Esta Estratégia surgiu no contexto da grave crise dos preços dos alimentos em 2008-2009 e na sequência da reforma do Comité Mundial de Segurança Alimentar da ONU, que visa estabelecer uma plataforma alargada de governo do sistema alimentar global, com vista a eliminar o flagelo da fome. A Estratégia é uma parceria entre a FAO e a CPLP com 3 eixos de ação: construção de uma governança adequada para o sistema alimentar dos países da CPLP; proteção social de grupos vulneráveis à insegurança alimentar (quem tem fome não pode esperar) e fortalecimento da agricultura familiar. A FAO considera que a fome e a má nutrição se resolvem com políticas públicas adequadas.

2. Qual o papel de Portugal no fortalecimento da agricultura familiar da CPLP?

Portugal posiciona-se como país cooperante dos restantes membros da CPLP, com recursos e meios técnicos e humanos, mas também tem os seus problemas para resolver em matéria de agricultura familiar. No entanto, é preciso que se diga que Portugal iniciou um processo de alguma desconexão face aos sistemas alimentares dos restantes países da CPLP, que ainda não conseguiu inverter. Portugal tem um imenso know-how em matéria de agricultura e alimentação que deve ser aproveitado para cooperar com estes países, embora com um novo modelo face à sua posição de membro da União Europeia.

3. Considera que a população (maioritariamente urbana) está ciente dos desafios da agricultura? Que medidas devem ser tomadas pelo setor agrícola para aproximar o consumidor da agricultura?

Tenho dúvidas, porque o grau de industrialização dos alimentos e os locais onde se compram (maioritariamente supermercados) distancia os consumidores da base produtiva. No entanto, as gerações mais jovens mostram maior preocupação com o que comem, pode ser uma tentativa de aproximação.

A educação e a sensibilização dos consumidores nos locais de venda é importante, tal como a inclusão das preocupações da agricultura nos currículos escolares do ensino básico e secundário. O trabalho conjunto entre os ministérios da Agricultura e da Educação, com a participação dos agricultores, é o que pode gerar maior aproximação entre consumidor e agricultura. Os Conselhos Nacionais de Segurança Alimentar e Nutricional nos países da CPLP podem ser fóruns relevantes para concertar ações conjuntas.

4. Qual é a importância da fitossanidade na prossecução dos Objetivos de Desenvolvimento Sustentável?

A fitossanidade (saúde das plantas) tem uma repercussão imensa no sistema alimentar. A disseminação de pragas e doenças é agravada pela globalização e se estas não forem devidamente controladas podem pôr em causa o aprovisionamento regular de alimentos numa série de geografias. É um problema grave e muito preocupante devido às resistências crescentes das pragas e doenças a determinados produtos fitossanitários, que deixaram de ser eficazes, tal como acontece com os medicamentos para a saúde humana. Há um mundo imenso de desafios na sanidade vegetal e se não forem abordados de forma séria e responsável, numa perspetiva multiator, podemos ter quebras muito importantes na produção alimentar mundial. É preciso que o consumidor não dê a alimentação por garantida.

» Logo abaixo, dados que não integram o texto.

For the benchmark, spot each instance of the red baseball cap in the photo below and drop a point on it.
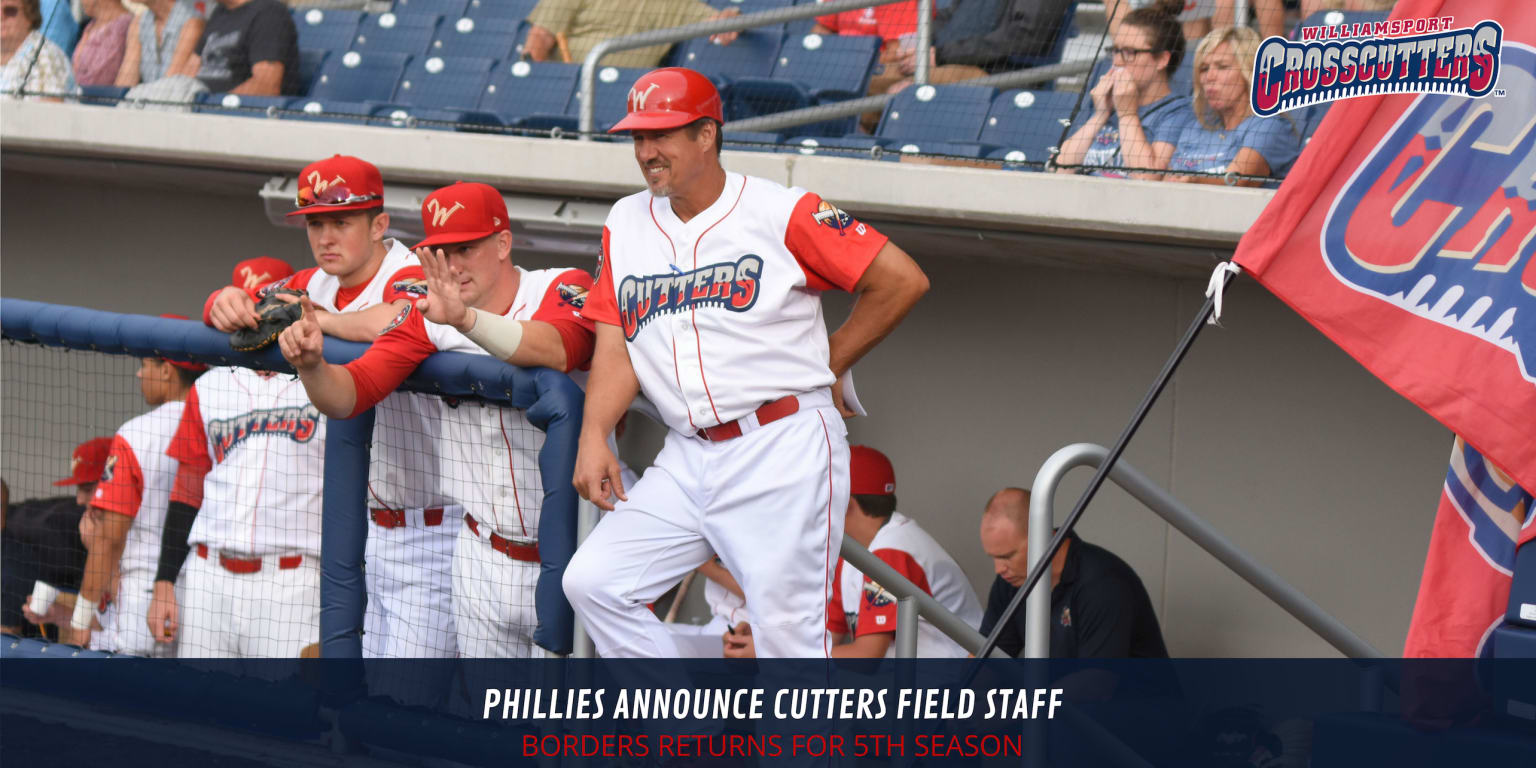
(463, 212)
(870, 472)
(195, 367)
(670, 97)
(255, 272)
(86, 461)
(338, 183)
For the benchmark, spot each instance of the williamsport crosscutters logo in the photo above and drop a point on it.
(1373, 60)
(297, 423)
(1440, 220)
(648, 297)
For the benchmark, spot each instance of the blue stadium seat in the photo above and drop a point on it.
(937, 114)
(523, 89)
(810, 69)
(444, 8)
(311, 60)
(360, 77)
(444, 83)
(397, 34)
(1028, 122)
(612, 94)
(326, 29)
(329, 111)
(484, 39)
(1338, 17)
(515, 9)
(751, 54)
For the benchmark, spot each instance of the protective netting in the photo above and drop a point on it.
(1022, 85)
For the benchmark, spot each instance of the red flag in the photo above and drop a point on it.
(1406, 234)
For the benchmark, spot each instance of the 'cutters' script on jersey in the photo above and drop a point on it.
(724, 284)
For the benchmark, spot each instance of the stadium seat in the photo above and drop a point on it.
(523, 89)
(810, 69)
(515, 9)
(1028, 122)
(326, 29)
(444, 8)
(751, 54)
(397, 34)
(936, 114)
(360, 77)
(311, 60)
(443, 83)
(483, 39)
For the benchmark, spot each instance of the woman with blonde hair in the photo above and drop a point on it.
(1228, 139)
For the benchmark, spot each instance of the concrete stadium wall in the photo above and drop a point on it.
(1271, 432)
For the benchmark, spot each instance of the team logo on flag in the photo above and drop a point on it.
(1400, 56)
(1440, 220)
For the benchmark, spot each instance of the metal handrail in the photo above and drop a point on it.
(676, 34)
(1037, 605)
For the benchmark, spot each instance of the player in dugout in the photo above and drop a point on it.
(478, 301)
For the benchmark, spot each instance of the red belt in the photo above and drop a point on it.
(785, 406)
(397, 518)
(518, 552)
(249, 564)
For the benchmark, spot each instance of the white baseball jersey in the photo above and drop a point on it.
(492, 453)
(263, 446)
(862, 607)
(722, 314)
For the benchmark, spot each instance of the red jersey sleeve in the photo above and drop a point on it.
(877, 605)
(602, 301)
(561, 307)
(398, 349)
(836, 619)
(833, 248)
(407, 283)
(122, 487)
(189, 447)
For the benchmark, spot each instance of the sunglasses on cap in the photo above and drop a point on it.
(334, 195)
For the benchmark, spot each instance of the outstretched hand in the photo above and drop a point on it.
(443, 303)
(303, 344)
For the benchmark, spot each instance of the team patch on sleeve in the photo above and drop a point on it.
(572, 294)
(830, 215)
(398, 321)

5. Como conciliar a necessidade de produzir mais alimentos com políticas cada vez mais restritivas ao uso de produtos fitofarmacêuticos?

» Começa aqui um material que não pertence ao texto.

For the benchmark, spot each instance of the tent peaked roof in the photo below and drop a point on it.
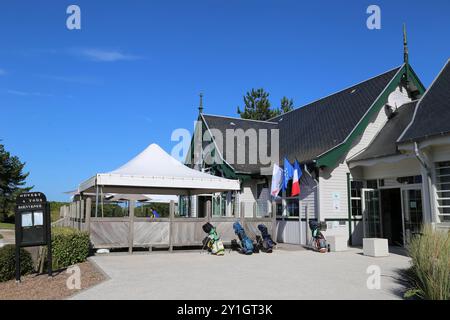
(154, 171)
(154, 161)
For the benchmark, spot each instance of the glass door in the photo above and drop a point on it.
(371, 213)
(412, 212)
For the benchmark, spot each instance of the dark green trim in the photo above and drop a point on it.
(341, 219)
(331, 158)
(349, 190)
(412, 76)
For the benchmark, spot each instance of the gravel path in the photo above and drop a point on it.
(281, 275)
(44, 288)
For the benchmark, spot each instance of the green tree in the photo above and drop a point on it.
(12, 180)
(286, 105)
(257, 106)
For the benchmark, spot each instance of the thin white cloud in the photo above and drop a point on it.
(28, 94)
(101, 55)
(87, 80)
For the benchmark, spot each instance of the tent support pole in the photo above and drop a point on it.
(171, 217)
(101, 196)
(131, 205)
(96, 202)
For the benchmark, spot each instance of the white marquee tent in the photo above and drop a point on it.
(154, 171)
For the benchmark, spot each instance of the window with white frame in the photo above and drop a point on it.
(443, 190)
(355, 197)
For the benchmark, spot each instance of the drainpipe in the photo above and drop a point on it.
(349, 205)
(427, 184)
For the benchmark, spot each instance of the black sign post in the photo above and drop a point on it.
(33, 226)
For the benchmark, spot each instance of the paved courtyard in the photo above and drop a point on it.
(281, 275)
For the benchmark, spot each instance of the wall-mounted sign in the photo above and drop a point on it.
(32, 225)
(336, 201)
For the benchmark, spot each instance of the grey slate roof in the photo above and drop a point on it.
(433, 111)
(223, 123)
(385, 143)
(311, 130)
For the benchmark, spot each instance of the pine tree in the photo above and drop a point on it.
(12, 180)
(256, 106)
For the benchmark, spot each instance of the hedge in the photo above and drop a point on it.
(430, 265)
(8, 262)
(69, 246)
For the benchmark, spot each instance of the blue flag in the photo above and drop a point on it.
(288, 173)
(298, 168)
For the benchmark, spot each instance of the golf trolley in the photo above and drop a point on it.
(317, 241)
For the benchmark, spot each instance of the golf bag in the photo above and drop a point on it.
(212, 242)
(265, 242)
(318, 239)
(246, 244)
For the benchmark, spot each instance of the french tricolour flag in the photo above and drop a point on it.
(296, 179)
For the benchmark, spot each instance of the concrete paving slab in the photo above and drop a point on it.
(280, 275)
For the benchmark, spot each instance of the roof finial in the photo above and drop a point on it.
(200, 107)
(405, 46)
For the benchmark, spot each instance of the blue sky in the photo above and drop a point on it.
(73, 103)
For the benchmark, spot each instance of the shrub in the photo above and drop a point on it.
(69, 246)
(8, 262)
(430, 269)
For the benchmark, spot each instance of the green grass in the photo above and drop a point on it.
(429, 275)
(9, 226)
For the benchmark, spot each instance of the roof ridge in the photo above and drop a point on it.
(338, 92)
(241, 119)
(400, 139)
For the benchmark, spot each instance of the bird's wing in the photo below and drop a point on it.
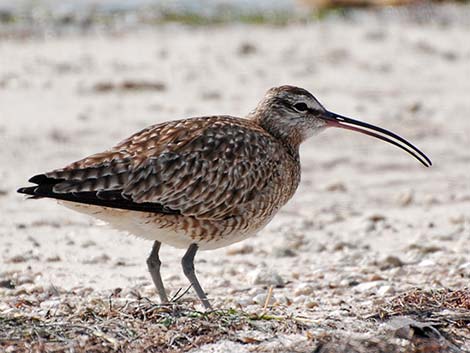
(204, 167)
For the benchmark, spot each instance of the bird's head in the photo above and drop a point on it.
(293, 114)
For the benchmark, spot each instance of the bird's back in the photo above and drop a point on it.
(211, 169)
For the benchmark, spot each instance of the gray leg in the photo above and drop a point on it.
(153, 264)
(188, 269)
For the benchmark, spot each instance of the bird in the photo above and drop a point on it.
(201, 183)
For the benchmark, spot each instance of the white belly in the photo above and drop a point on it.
(140, 224)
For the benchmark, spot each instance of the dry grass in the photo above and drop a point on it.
(128, 325)
(421, 321)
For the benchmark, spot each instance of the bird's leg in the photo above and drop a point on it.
(153, 264)
(188, 268)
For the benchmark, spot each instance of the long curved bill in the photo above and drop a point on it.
(336, 120)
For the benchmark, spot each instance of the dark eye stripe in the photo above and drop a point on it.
(301, 107)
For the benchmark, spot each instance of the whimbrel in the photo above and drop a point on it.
(201, 183)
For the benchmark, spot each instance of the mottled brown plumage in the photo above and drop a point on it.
(202, 182)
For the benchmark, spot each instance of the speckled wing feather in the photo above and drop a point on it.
(206, 167)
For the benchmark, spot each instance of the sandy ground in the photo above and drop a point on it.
(367, 223)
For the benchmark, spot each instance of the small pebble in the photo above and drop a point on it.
(385, 290)
(426, 263)
(265, 276)
(245, 249)
(367, 286)
(390, 262)
(303, 289)
(283, 252)
(261, 299)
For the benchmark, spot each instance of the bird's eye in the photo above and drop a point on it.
(301, 107)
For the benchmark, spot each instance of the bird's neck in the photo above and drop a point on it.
(287, 135)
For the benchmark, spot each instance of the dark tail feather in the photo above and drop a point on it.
(106, 198)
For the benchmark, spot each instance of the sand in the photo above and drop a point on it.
(368, 222)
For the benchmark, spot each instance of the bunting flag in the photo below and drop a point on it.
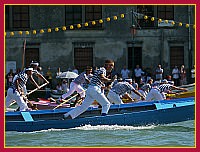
(94, 23)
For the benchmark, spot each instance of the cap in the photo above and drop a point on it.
(156, 83)
(146, 87)
(29, 69)
(88, 68)
(164, 81)
(128, 80)
(34, 63)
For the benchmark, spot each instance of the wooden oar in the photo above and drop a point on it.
(67, 100)
(30, 93)
(36, 89)
(31, 104)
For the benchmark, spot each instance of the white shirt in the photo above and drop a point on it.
(138, 72)
(124, 73)
(175, 73)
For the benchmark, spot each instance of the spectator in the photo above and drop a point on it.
(138, 74)
(183, 80)
(193, 74)
(9, 78)
(49, 77)
(125, 73)
(176, 76)
(75, 70)
(159, 73)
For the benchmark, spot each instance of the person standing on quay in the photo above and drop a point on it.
(94, 92)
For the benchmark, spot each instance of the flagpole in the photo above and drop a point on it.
(23, 55)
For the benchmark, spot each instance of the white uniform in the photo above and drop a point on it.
(13, 94)
(93, 93)
(76, 86)
(154, 94)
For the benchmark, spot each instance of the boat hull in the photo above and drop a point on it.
(162, 114)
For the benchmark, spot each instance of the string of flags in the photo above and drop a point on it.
(94, 22)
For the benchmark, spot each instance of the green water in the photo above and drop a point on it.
(172, 135)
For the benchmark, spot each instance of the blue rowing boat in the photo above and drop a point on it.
(129, 114)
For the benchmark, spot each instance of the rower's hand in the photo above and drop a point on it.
(143, 98)
(113, 78)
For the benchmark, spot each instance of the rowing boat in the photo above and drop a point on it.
(131, 114)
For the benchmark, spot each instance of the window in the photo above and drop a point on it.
(31, 54)
(134, 57)
(20, 17)
(73, 15)
(93, 13)
(176, 56)
(7, 23)
(166, 12)
(148, 11)
(83, 57)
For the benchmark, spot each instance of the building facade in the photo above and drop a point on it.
(79, 35)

Inovação é a resposta. Deve haver uma forte determinação da indústria em inovar, mas é necessário um ambiente institucional e regulamentar que favoreça a Inovação. A atitude responsável por parte dos Governos e dos organismos internacionais consiste em remover obstáculos à construção da Inovação. Devemos olhar para os problemas da fitossanidade e o seu impacto na produção de alimentos e construir coletivamente um caminho merecedor do envolvimento ativo e do compromisso de todas as partes. Conciliar os circuitos de produção e fornecimento regular de alimentos à população mundial com questões de sustentabilidade ambiental, saúde e equidade alimentar só é possível com Inovação: técnica, institucional e de políticas públicas. E isso só se consegue com um pacto, onde a indústria é uma parte fundamental.